The New York Times

May 7, 2005

Dylanologists Check Which Way the Wind Blows

By PETER EDIDIN

The spirit of A. J. Weberman hovered over "His Back Pages: Writers on Dylan," a panel discussion on Wednesday at the Housing Works Bookstore Cafe in SoHo to coincide with the Bob Dylan concerts at the Beacon Theater last week.

Back in 1970, Dylanologists may recall, the singer lived on Macdougal Street, where Mr. Weberman used to go though his garbage and otherwise harass him. Presumably, it was all done out of obsessive love, a feeling that animated the mostly young crowd and the panelists packed into the small space.

They included the moderators, music writers named Alan Light (short, dark, upright, with a rapid alto voice) and Andrew Hultkrans (tall, blond, laconic, slouched, with a slow bass), and the writers Jonathan Lethem, David Gates, Robert Polito and Susan Wheeler.

The proceedings started slowly. All agreed that the performances at the Beacon had been wonderful, with the exception of Tuesday night's. "It was a shambles," Mr. Polito said, "and you could sense his frustration and despair."

Next came some recondite consideration of whether Dylan had solved the "piano problem," the difficulty of finding the proper place for his piano on stage. (Mr. Dylan has mysteriously ceased playing guitar and is rumored to have arthritis.) Mr. Gates, who has twice interviewed Mr. Dylan for Newsweek, repeated what the singer had told him on the subject, then admitted that he wasn't sure what to make of it. Someone else alluded to Courbet's densely sexualized painting, "The Source," which was not immediately helpful.

Things picked up after Mr. Lethem, whose enthusiasm for Mr. Dylan is utterly infectious, asked at what level of "Dylan geekiness" he should pitch his remarks. "All the way!" Mr. Hultkrans replied, seconded by Mr. Light.

The rest of the evening went quickly, as the writers puzzled over why Mr. Dylan meant so much to them. Mr. Gates portrayed himself as a reluctant acolyte, who first heard Mr. Dylan in 1964 at the Newport Jazz Festival. "I snickered through this guy's set, until people shushed me." he said. "I thought he was such a poseur, a fake hillbilly, and I basically couldn't stand him."

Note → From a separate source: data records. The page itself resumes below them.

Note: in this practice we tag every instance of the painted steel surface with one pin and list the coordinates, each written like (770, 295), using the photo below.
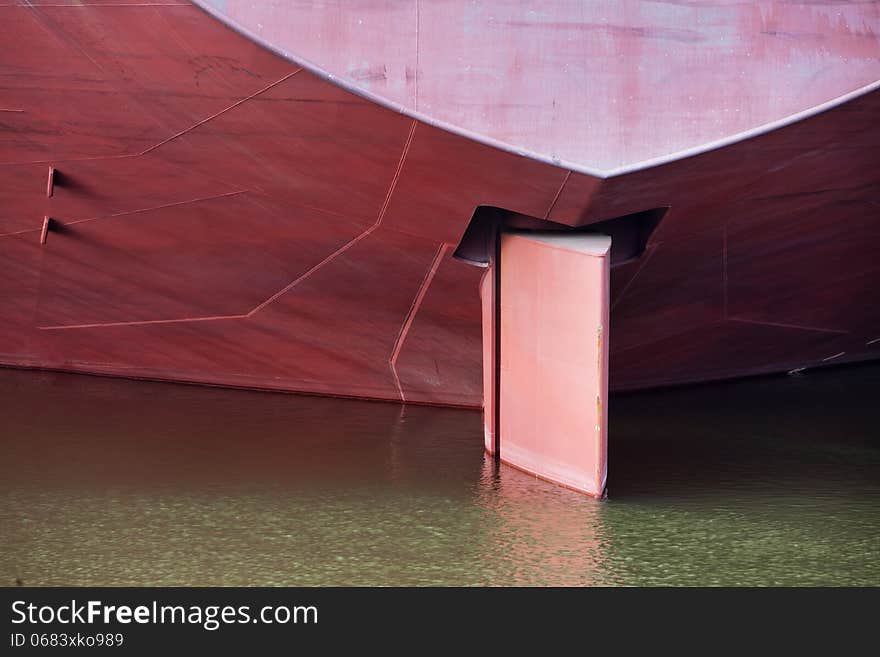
(552, 377)
(221, 215)
(599, 86)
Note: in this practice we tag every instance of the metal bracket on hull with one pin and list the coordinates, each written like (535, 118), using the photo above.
(545, 355)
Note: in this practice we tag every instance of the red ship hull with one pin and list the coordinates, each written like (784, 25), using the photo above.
(219, 214)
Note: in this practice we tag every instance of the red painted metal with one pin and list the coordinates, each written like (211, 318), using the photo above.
(552, 379)
(230, 217)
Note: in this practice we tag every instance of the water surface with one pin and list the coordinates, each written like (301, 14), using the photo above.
(110, 482)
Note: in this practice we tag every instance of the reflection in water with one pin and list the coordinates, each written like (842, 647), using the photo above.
(102, 481)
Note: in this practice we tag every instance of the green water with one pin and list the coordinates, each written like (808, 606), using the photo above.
(109, 482)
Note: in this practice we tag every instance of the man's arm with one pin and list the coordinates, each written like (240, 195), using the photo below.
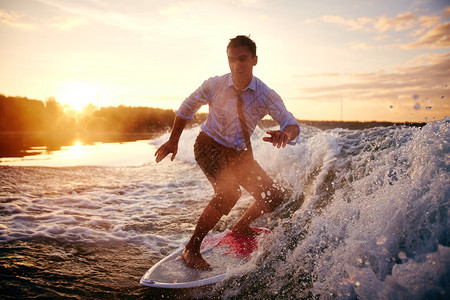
(280, 138)
(171, 146)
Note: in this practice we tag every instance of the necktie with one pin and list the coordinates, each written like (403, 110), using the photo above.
(243, 124)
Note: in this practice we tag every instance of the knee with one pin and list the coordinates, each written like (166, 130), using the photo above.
(225, 200)
(273, 198)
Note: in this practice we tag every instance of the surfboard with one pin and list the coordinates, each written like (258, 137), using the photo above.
(222, 251)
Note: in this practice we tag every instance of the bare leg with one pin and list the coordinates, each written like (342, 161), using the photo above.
(253, 212)
(191, 253)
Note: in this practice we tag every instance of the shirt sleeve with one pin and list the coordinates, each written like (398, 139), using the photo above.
(277, 110)
(192, 104)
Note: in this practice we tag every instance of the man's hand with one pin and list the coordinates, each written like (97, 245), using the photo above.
(165, 149)
(278, 138)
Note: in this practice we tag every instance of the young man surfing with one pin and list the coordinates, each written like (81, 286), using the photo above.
(237, 102)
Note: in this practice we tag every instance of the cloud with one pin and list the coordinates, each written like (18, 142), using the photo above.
(423, 76)
(428, 30)
(352, 24)
(15, 20)
(68, 22)
(436, 37)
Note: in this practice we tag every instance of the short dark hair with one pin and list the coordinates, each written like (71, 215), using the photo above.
(243, 40)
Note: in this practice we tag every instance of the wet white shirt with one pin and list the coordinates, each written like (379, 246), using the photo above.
(222, 123)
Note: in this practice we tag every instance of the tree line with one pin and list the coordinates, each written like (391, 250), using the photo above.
(19, 114)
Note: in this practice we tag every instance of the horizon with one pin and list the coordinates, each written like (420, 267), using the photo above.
(348, 61)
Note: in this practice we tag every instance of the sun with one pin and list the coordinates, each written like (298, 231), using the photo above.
(78, 94)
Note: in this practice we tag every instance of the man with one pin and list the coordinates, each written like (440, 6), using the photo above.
(237, 102)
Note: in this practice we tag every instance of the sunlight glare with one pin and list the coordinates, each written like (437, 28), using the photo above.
(78, 94)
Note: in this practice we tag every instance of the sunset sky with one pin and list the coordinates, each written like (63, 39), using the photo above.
(360, 60)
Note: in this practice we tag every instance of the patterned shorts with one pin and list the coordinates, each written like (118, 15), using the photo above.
(228, 170)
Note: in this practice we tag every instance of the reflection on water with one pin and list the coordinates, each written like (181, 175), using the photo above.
(24, 144)
(111, 151)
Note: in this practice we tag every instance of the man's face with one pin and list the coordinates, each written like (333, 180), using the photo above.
(241, 63)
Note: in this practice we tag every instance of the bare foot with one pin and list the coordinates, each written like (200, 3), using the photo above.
(195, 260)
(245, 231)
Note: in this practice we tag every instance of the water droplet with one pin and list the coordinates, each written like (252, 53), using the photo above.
(402, 255)
(381, 240)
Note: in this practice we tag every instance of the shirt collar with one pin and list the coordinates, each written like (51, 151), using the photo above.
(251, 85)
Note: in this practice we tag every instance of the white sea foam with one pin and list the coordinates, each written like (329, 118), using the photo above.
(374, 220)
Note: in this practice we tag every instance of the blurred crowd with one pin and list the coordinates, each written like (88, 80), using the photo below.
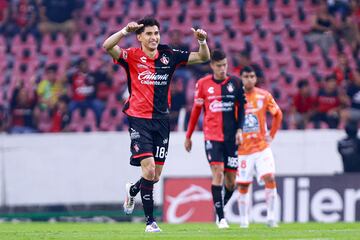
(57, 78)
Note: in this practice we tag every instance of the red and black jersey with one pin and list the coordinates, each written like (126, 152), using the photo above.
(223, 103)
(149, 80)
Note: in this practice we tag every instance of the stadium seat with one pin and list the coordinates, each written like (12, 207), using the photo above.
(51, 41)
(293, 39)
(110, 9)
(245, 27)
(303, 26)
(257, 9)
(262, 39)
(137, 11)
(286, 9)
(275, 26)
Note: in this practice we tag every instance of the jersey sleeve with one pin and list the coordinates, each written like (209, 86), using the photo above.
(125, 54)
(181, 57)
(241, 105)
(271, 105)
(275, 111)
(196, 110)
(199, 97)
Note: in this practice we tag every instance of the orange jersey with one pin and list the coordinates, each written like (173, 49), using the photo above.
(259, 102)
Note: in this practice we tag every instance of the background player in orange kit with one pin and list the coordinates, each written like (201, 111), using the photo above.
(222, 98)
(255, 155)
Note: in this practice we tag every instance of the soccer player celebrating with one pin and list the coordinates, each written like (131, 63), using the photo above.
(222, 98)
(255, 156)
(149, 70)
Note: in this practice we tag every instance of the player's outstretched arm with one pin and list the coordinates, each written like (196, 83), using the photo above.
(203, 54)
(110, 44)
(194, 117)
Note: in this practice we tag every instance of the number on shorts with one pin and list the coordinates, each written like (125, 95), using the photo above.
(160, 152)
(243, 164)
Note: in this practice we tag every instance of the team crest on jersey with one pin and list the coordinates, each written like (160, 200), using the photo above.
(124, 54)
(211, 90)
(134, 134)
(208, 145)
(142, 66)
(230, 87)
(136, 148)
(164, 59)
(251, 123)
(143, 59)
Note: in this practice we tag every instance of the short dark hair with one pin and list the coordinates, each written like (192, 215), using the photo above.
(246, 69)
(52, 68)
(147, 21)
(217, 55)
(302, 83)
(351, 128)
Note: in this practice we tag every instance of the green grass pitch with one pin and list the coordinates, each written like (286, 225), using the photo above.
(203, 231)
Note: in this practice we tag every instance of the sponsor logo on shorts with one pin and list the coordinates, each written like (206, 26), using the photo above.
(208, 145)
(233, 162)
(230, 87)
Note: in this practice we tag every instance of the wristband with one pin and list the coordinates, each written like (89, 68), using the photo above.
(202, 42)
(124, 32)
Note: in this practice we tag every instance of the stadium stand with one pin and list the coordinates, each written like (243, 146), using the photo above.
(274, 33)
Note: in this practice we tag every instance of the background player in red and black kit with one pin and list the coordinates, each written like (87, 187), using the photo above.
(149, 70)
(222, 98)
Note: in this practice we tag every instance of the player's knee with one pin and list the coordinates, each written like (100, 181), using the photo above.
(149, 171)
(269, 179)
(243, 187)
(218, 174)
(230, 185)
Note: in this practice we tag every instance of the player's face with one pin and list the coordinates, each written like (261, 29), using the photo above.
(149, 38)
(219, 68)
(249, 80)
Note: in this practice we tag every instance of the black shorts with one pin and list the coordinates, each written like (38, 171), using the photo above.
(222, 153)
(149, 138)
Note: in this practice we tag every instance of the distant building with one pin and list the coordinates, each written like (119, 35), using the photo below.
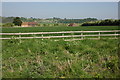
(28, 24)
(72, 24)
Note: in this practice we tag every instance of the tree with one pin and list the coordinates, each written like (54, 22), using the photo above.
(17, 21)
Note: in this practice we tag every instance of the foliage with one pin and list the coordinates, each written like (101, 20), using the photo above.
(8, 25)
(36, 58)
(107, 22)
(17, 21)
(59, 28)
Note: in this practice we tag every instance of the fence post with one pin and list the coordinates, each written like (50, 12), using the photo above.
(20, 36)
(115, 35)
(99, 35)
(42, 36)
(63, 35)
(81, 35)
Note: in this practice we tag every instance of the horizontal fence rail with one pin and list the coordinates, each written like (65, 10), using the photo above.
(80, 34)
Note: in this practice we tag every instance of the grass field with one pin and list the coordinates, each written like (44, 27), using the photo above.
(55, 29)
(37, 58)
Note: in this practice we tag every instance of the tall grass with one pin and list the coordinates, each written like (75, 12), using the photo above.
(37, 58)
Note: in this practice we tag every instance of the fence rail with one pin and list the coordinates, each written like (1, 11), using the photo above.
(81, 34)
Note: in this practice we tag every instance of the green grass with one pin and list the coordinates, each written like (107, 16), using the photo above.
(55, 29)
(35, 58)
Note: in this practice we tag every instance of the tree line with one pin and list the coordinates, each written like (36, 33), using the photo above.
(107, 22)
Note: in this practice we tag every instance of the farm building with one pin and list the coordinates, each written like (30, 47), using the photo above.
(72, 24)
(28, 24)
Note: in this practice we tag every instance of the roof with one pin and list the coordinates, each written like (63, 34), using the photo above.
(29, 23)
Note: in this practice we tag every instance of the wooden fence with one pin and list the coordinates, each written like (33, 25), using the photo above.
(80, 34)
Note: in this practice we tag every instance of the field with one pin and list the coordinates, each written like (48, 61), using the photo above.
(46, 58)
(36, 58)
(55, 29)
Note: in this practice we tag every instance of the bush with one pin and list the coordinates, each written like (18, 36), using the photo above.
(8, 25)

Mr. Lethem, on the other hand, called himself "a second-generation Dylan listener," practically born into the tribe. "I had my parents' albums," he said, and the first song he loved as a small child was the peculiar "The Mighty Quinn," on the 1969 Isle of Wight live album. "I don't know what my heart was celebrating," Mr. Lethem said, but it clearly hasn't stopped since.

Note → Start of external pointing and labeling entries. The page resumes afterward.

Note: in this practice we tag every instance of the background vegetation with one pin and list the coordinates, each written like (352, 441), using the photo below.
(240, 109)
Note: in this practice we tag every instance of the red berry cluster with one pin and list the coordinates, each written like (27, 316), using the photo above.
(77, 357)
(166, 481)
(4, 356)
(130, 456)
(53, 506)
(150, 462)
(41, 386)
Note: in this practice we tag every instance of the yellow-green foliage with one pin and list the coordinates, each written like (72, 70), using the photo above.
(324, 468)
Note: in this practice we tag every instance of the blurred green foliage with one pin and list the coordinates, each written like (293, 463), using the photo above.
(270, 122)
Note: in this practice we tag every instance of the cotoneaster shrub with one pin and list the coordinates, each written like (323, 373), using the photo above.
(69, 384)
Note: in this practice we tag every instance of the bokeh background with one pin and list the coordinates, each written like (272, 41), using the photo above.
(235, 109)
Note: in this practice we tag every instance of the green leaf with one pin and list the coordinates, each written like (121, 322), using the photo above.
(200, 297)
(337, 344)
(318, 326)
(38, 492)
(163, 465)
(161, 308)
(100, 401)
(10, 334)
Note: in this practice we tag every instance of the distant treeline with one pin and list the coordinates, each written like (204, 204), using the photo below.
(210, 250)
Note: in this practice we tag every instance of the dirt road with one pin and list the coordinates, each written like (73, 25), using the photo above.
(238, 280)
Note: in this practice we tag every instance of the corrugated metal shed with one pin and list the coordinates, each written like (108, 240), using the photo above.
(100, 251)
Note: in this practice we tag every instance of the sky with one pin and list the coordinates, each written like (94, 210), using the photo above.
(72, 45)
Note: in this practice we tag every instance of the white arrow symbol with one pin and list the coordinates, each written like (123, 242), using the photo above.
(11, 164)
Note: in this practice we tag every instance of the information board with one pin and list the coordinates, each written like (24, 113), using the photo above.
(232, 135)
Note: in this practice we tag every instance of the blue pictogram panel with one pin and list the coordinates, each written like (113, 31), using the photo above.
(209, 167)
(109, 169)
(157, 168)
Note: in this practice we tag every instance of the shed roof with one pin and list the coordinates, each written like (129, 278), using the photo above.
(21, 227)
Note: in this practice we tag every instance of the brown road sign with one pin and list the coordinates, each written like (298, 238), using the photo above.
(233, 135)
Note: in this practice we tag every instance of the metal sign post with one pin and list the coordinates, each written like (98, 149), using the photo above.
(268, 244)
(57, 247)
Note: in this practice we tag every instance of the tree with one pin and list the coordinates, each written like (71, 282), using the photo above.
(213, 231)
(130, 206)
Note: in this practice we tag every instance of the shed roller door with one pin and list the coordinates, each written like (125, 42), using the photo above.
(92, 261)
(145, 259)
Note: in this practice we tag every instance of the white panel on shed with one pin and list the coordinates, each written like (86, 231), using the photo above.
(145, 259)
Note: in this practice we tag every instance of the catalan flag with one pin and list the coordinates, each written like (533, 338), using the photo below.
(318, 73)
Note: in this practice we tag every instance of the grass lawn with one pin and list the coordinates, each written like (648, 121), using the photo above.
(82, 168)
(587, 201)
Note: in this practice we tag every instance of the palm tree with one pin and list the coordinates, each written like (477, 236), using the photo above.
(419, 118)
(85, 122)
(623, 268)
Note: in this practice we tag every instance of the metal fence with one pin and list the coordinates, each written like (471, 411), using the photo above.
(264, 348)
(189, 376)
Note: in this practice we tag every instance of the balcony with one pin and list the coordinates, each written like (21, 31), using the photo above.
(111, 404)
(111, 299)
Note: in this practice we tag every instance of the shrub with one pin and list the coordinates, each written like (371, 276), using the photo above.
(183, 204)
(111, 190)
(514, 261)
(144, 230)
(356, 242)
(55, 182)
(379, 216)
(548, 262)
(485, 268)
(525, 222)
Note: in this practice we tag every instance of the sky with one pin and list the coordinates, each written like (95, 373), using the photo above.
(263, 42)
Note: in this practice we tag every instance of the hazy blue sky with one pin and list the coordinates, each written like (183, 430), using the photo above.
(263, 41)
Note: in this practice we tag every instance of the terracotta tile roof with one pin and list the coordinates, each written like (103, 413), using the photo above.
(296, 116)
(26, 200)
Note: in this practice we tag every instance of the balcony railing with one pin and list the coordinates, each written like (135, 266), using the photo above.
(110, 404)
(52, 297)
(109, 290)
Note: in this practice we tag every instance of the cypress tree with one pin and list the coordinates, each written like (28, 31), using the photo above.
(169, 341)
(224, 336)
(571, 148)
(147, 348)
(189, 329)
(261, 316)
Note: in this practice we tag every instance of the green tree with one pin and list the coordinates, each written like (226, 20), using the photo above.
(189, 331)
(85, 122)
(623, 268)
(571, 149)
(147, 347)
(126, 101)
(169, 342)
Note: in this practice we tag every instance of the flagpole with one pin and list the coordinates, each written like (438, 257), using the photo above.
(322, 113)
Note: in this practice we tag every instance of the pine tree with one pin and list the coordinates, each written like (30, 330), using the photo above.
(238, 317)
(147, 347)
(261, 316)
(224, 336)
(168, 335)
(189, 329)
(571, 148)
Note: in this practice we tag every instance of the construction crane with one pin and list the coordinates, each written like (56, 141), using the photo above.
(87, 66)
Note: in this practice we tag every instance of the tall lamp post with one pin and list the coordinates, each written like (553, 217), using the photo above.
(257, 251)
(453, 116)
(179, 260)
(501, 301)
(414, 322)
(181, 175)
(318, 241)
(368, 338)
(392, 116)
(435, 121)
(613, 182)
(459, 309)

One theme running through the evening was Mr. Dylan's aversion to pleasing. The panelists agreed that in the 1980's, in particular, the singer seemed bent on distancing himself from fans, musicians, even his own music. Mr. Hultkrans compared him to Kafka - hiding his best work in drawers.

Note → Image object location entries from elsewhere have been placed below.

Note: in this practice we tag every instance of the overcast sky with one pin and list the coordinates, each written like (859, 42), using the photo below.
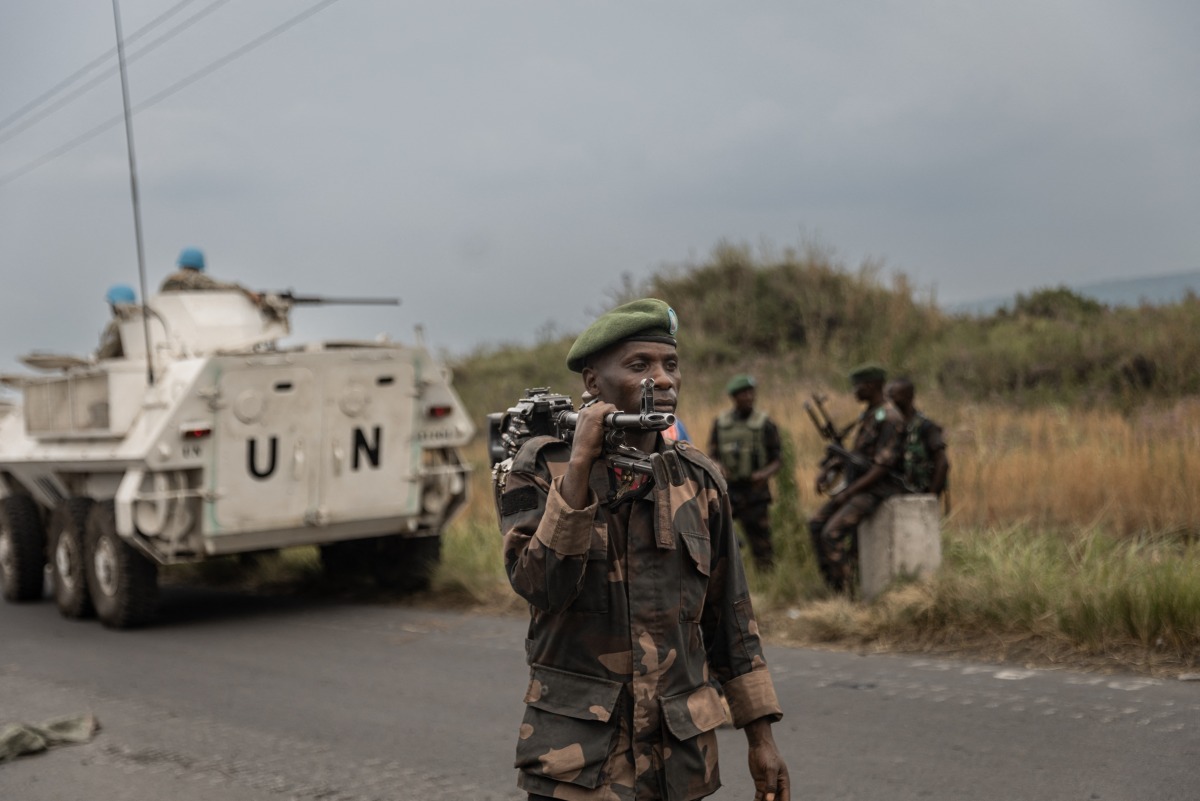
(501, 164)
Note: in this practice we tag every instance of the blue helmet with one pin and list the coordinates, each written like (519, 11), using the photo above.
(120, 294)
(191, 258)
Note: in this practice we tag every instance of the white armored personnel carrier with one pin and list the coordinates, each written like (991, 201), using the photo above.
(225, 443)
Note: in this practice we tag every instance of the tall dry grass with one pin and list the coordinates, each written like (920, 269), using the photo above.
(1049, 468)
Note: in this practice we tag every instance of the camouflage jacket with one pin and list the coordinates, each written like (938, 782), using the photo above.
(636, 606)
(880, 438)
(922, 439)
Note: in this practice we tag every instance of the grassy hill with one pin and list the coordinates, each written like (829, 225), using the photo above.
(802, 315)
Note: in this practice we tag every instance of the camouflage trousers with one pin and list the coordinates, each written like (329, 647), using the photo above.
(834, 530)
(754, 515)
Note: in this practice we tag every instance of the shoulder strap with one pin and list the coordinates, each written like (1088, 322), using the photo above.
(526, 461)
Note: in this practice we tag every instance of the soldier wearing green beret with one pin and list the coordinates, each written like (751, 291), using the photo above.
(879, 440)
(925, 465)
(745, 444)
(637, 596)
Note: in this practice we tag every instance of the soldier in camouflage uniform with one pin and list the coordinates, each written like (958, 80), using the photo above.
(191, 277)
(925, 467)
(834, 528)
(745, 444)
(637, 597)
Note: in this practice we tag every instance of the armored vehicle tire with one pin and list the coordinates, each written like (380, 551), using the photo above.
(407, 564)
(124, 584)
(67, 535)
(22, 549)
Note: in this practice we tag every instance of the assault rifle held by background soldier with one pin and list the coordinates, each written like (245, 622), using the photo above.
(840, 465)
(870, 473)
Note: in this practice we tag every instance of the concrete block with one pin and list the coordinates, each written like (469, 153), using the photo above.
(904, 537)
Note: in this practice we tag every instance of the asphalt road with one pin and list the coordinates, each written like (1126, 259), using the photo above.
(245, 698)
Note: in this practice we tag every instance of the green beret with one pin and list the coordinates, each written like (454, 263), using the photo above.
(739, 383)
(869, 372)
(642, 320)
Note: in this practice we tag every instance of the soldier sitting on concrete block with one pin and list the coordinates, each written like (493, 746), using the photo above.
(877, 443)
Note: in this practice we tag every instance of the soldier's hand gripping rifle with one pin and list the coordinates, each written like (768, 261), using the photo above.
(541, 413)
(840, 465)
(837, 465)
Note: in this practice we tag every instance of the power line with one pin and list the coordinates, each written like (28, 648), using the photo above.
(203, 72)
(24, 125)
(91, 65)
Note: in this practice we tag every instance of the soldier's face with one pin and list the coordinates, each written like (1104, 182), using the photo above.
(743, 399)
(616, 377)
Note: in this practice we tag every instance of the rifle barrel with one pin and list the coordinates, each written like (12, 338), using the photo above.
(316, 300)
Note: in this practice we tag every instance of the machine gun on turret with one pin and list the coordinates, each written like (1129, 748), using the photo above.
(293, 299)
(545, 414)
(277, 303)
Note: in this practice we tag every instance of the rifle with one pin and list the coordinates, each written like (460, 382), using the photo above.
(543, 413)
(833, 464)
(840, 465)
(292, 299)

There was also the question of whether Mr. Dylan is in decline. The writer Luc Sante, who had been a scheduled panelist, apparently held that the period of 1965 to 1967 was the high-water mark, but Mr. Lethem disagreed. "I see" his genius "arising, with equal uncanniness, however fugitive," he said. "There are songs and performances that are as much of the part of the Godhead now as ever."

Fortunately, no one tried to rank Mr. Dylan in the canon of English-language poets (though Keats came up), and if the words appropriation, self-alienation and persona made brief appearances, they did not linger. Mostly, the Housing Works space had the pleasant feeling of a dorm room with students trying to express the inexpressible.

There was also one discordant note to the event. During the question-and-answer period, a young black woman with an unidentifiable foreign accent asked why the audiences at the Beacon were almost entirely white.

No one had an answer, though somebody did note that Otis Redding once said Mr. Dylan's songs had too many words. Still, a ripple of discomfort went through the room, which probably would have pleased the mercurial Mr. Dylan far more than the previous hour and a half of unadulterated admiration.